Since their compositions remain uncertain, universal pandemic vaccines are yet to be created. They would aim to protect globally against pandemic influenza viruses that have not yet evolved. Thus they differ from seasonal vaccines to influenza virus, which are updated annually in spring to incorporate the latest circulating viruses, and are then produced and delivered before the peak influenza season starts in late fall and winter. The efficacy of seasonal vaccines is linked to their ability to induce virus-neutralizing antibodies, which provide subtype-specific protection against influenza A viruses.
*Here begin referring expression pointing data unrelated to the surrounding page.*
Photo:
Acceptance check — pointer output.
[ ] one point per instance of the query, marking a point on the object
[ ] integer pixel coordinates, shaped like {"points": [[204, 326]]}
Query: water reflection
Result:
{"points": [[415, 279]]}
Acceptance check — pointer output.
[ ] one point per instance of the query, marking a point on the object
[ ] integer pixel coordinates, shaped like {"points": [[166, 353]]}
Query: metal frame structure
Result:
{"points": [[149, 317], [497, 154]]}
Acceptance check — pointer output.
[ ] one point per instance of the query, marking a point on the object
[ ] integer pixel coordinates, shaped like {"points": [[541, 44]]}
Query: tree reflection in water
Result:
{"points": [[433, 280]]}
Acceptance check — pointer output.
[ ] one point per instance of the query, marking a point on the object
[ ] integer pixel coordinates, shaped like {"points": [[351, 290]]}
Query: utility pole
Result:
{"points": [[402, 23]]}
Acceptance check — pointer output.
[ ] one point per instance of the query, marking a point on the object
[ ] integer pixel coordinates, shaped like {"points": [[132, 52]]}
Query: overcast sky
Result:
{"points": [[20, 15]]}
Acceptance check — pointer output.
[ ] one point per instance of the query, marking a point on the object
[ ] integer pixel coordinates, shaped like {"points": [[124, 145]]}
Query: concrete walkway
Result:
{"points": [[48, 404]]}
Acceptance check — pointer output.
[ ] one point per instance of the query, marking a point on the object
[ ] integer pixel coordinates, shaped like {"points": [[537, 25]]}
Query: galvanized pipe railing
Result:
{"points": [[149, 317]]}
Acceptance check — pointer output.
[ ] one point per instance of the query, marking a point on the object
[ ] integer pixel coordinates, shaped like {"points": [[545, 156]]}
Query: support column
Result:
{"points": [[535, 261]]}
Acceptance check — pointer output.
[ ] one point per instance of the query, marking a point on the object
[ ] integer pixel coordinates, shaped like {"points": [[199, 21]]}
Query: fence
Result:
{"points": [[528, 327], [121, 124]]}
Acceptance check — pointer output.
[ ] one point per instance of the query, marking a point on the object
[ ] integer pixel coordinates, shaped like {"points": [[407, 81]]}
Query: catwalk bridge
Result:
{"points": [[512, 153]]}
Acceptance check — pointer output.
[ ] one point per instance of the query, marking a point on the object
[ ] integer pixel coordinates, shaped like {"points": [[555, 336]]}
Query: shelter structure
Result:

If pandemic vaccines were designed to resemble current vaccines in terms of composition and mode of action, they would have to be developed, tested, and mass-produced after the onset of a pandemic, once the causative virus had been identified. The logistic problems of generating a pandemic vaccine from scratch, conducting preclinical testing, and producing billions of doses within a few months for global distribution are enormous and may well be insurmountable. Alternatively, the scientific community could step up efforts to generate a universal vaccine against influenza A viruses that provides broadly cross-reactive protection through the induction of antibodies or T cells to conserved regions of the virus.

摘要

由于其成分仍不确定,通用大流行疫苗尚未研制出来。它们旨在为全球提供针对尚未演变的大流行性流感病毒的保护。因此,它们不同于流感病毒季节性疫苗,后者在春季每年更新以纳入最新流行的病毒,然后在秋季末和冬季流感季节高峰开始之前生产和交付。季节性疫苗的效力与其诱导病毒中和抗体的能力有关,这些抗体可提供针对甲型流感病毒的亚型特异性保护。如果大流行疫苗在成分和作用方式上设计得与当前疫苗相似,那么一旦确定致病病毒,就必须在大流行开始后进行研发、测试和大规模生产。从零开始生产大流行疫苗、进行临床前测试并在几个月内生产数十亿剂用于全球分发的后勤问题巨大,很可能无法克服。或者,科学界可以加大力度研发一种针对甲型流感病毒的通用疫苗,通过诱导针对病毒保守区域的抗体或T细胞来提供广泛的交叉反应保护。